British television crime drama miniseries

Somewhere Boy is a British drama series filmed in South Wales, starring Lewis Gribben and written by Pete Jackson. It began airing on Channel 4 from 16 October 2022.

Filming locations include Cardiff and the Brecon Beacons.

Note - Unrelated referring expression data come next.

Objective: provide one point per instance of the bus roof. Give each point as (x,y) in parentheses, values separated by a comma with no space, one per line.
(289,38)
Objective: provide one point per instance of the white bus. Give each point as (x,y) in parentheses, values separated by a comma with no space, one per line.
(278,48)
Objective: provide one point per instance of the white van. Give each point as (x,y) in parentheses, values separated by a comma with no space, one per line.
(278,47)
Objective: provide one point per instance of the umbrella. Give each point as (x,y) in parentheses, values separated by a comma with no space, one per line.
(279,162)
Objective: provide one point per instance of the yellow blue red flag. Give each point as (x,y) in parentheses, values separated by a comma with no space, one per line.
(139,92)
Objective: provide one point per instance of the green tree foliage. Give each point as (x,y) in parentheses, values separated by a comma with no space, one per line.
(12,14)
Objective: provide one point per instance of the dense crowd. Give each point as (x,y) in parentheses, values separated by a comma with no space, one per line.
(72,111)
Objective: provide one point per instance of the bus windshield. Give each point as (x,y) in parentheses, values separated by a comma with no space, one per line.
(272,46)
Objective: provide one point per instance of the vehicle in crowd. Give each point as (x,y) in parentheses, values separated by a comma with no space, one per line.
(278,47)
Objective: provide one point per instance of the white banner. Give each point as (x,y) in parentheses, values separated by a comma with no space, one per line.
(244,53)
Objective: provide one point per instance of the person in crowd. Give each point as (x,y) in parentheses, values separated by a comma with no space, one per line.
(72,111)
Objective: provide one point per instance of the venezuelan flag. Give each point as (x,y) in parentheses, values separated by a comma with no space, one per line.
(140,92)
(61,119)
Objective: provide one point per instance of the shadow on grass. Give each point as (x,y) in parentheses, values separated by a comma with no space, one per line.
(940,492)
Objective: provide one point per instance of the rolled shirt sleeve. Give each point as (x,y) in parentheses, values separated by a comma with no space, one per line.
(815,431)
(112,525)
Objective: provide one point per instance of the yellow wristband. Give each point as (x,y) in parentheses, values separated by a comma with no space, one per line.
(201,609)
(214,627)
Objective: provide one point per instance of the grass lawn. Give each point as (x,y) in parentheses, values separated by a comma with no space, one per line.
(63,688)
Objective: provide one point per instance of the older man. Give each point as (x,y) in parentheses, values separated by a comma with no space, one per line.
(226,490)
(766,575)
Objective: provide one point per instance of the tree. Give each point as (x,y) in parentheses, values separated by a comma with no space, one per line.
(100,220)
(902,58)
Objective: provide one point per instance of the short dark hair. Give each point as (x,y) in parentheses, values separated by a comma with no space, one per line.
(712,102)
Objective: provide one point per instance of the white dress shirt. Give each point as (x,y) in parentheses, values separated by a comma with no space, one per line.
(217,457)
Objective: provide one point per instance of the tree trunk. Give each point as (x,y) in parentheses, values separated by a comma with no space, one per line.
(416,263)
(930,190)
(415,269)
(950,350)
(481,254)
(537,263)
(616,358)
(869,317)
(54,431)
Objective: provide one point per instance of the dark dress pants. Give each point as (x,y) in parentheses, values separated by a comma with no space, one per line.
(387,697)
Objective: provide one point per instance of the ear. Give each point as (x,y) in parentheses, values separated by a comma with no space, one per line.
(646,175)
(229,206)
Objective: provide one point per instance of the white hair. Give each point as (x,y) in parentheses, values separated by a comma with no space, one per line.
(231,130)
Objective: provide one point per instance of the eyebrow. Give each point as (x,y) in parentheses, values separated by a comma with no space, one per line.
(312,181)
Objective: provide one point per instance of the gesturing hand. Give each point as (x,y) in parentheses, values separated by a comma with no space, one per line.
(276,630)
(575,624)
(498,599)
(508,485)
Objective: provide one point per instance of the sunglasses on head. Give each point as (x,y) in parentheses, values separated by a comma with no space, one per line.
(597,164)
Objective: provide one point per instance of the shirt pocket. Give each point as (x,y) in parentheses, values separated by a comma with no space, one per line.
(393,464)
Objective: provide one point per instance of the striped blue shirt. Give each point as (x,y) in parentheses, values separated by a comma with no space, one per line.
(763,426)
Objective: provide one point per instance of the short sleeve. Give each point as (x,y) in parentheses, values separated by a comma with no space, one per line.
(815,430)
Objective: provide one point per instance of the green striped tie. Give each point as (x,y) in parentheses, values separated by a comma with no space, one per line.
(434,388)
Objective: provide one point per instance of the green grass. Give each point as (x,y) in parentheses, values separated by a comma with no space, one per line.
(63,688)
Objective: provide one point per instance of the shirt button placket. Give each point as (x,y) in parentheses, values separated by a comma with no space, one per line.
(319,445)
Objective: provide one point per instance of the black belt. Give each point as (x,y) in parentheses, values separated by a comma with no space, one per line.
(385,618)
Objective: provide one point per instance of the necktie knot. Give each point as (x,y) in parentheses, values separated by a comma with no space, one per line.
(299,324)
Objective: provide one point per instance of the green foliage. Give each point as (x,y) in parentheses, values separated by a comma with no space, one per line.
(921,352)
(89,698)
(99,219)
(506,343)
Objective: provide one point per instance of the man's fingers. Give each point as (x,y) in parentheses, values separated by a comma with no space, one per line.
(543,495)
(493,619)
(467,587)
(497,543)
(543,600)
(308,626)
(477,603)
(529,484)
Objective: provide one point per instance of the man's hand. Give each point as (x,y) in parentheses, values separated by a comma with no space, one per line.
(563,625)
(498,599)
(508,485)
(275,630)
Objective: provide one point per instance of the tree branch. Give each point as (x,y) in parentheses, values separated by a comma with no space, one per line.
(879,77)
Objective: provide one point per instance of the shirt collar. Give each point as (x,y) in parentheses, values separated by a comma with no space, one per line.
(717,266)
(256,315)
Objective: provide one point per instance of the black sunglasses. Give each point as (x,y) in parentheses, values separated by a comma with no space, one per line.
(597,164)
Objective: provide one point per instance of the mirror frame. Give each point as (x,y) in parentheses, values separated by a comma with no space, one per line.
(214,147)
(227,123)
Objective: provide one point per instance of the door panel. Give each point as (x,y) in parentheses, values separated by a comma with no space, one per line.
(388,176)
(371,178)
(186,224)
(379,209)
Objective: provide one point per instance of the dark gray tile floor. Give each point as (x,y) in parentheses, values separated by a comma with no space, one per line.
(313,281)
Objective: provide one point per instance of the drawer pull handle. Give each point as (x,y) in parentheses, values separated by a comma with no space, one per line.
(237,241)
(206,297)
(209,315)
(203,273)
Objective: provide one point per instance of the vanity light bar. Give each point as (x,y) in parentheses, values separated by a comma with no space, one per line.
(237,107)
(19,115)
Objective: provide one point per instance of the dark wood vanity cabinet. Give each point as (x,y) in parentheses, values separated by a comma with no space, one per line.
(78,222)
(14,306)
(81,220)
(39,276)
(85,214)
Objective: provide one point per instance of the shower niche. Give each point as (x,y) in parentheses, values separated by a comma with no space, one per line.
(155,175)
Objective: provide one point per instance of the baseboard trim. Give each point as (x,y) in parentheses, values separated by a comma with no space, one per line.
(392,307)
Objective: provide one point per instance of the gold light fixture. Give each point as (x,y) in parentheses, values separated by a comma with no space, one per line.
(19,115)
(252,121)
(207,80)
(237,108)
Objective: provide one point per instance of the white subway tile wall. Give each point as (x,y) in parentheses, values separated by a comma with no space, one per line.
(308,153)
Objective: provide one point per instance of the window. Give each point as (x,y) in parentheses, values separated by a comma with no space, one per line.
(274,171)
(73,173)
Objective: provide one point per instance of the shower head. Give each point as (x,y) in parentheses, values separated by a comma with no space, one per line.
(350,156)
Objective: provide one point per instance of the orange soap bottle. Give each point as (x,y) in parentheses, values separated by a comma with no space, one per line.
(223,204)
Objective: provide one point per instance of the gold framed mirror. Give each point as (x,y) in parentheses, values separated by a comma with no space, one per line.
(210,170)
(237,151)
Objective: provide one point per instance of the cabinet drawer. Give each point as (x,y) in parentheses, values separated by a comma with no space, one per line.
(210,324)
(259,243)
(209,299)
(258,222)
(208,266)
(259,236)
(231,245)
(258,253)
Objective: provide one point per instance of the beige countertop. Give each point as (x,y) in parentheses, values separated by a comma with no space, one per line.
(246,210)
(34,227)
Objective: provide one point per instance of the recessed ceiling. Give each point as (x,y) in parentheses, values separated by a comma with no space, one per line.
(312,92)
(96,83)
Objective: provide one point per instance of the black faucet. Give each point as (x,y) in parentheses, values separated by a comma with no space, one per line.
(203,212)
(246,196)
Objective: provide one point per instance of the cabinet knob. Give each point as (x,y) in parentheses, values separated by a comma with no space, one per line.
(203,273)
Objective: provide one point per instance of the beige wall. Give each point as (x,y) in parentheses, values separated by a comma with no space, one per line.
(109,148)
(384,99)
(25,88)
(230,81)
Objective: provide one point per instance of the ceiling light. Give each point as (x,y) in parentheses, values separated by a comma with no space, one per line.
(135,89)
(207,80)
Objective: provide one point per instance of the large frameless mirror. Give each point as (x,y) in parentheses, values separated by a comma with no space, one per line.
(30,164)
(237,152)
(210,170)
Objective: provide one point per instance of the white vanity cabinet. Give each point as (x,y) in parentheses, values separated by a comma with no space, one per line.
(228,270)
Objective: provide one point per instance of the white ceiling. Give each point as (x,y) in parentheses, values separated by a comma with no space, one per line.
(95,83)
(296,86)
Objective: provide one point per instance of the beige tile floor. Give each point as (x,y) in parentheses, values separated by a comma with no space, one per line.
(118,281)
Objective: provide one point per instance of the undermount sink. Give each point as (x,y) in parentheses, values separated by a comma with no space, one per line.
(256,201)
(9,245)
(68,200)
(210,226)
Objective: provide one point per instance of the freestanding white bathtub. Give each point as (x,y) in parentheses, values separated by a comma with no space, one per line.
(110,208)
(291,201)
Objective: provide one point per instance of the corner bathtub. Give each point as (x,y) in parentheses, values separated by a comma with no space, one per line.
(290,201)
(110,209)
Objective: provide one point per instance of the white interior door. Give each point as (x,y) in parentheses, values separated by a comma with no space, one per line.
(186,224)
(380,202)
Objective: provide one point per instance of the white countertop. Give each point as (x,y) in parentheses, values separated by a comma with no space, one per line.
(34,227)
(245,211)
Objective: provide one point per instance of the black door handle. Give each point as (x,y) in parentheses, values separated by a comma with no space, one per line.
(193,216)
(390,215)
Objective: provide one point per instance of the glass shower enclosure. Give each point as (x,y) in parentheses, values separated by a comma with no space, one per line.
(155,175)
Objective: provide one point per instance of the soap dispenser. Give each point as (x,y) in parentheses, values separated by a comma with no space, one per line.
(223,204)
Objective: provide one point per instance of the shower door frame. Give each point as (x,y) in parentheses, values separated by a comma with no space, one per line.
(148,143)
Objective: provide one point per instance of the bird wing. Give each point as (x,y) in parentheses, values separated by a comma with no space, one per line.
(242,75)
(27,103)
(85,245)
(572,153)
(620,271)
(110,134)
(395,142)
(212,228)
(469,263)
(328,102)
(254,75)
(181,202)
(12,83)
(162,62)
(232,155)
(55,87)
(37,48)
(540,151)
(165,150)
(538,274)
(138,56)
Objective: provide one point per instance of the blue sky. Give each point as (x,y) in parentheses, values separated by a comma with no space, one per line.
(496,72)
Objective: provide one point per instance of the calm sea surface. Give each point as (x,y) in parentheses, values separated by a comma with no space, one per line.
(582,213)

In June 2023 the show aired in the US on Hulu.

==Plot==
The series focuses on teenager Danny, who since his mother's fatal accident, has been isolated from the outside world by his father. When Danny realises that monsters do not exist, like his father has claimed, he questions his entire existence.

==Cast and characters==
- Lewis Gribben as Danny
- Samuel Bottomley as Aaron
- Rory Keenan as Steve
- Lisa McGrillis as Sue
- Johann Myers as Paul
- Kieran Urquhart as Ash
- Austin Haynes as Young Danny

==Episodes==

| No. overall | Episode | Directed by | Written by | Original release date | UK viewers (millions) |
|---|---|---|---|---|---|
| 1 | Episode 1 | Alex Winckler | Pete Jackson | 16 October 2022 | 0.854 |
| 2 | Episode 2 | Alex Winckler | Pete Jackson | 16 October 2022 | 0.731 |
| 3 | Episode 3 | Alex Winckler | Pete Jackson | 17 October 2022 | 0.677 |
| 4 | Episode 4 | Alex Winckler | Pete Jackson | 17 October 2022 | 0.511 |
| 5 | Episode 5 | Alexandra Brodski | Pete Jackson | 18 October 2022 | 0.464 |
| 6 | Episode 6 | Alexandra Brodski | Pete Jackson | 18 October 2022 | N/A (<0.443) |
| 7 | Episode 7 | Alexandra Brodski | Pete Jackson | 19 October 2022 | 0.545 |
| 8 | Episode 8 | Alexandra Brodski | Pete Jackson | 19 October 2022 | 0.449 |

==Reception==
The series received positive reviews. Rebecca Nicholson in The Guardian gave the series a perfect five out of five stars. Anita Singh in The Telegraph also gave it five out of five stars, praising Gribben's performance and dubbing the show 'unforgettable'. Nick Hilton from The Independent gave the first episode four out of five stars.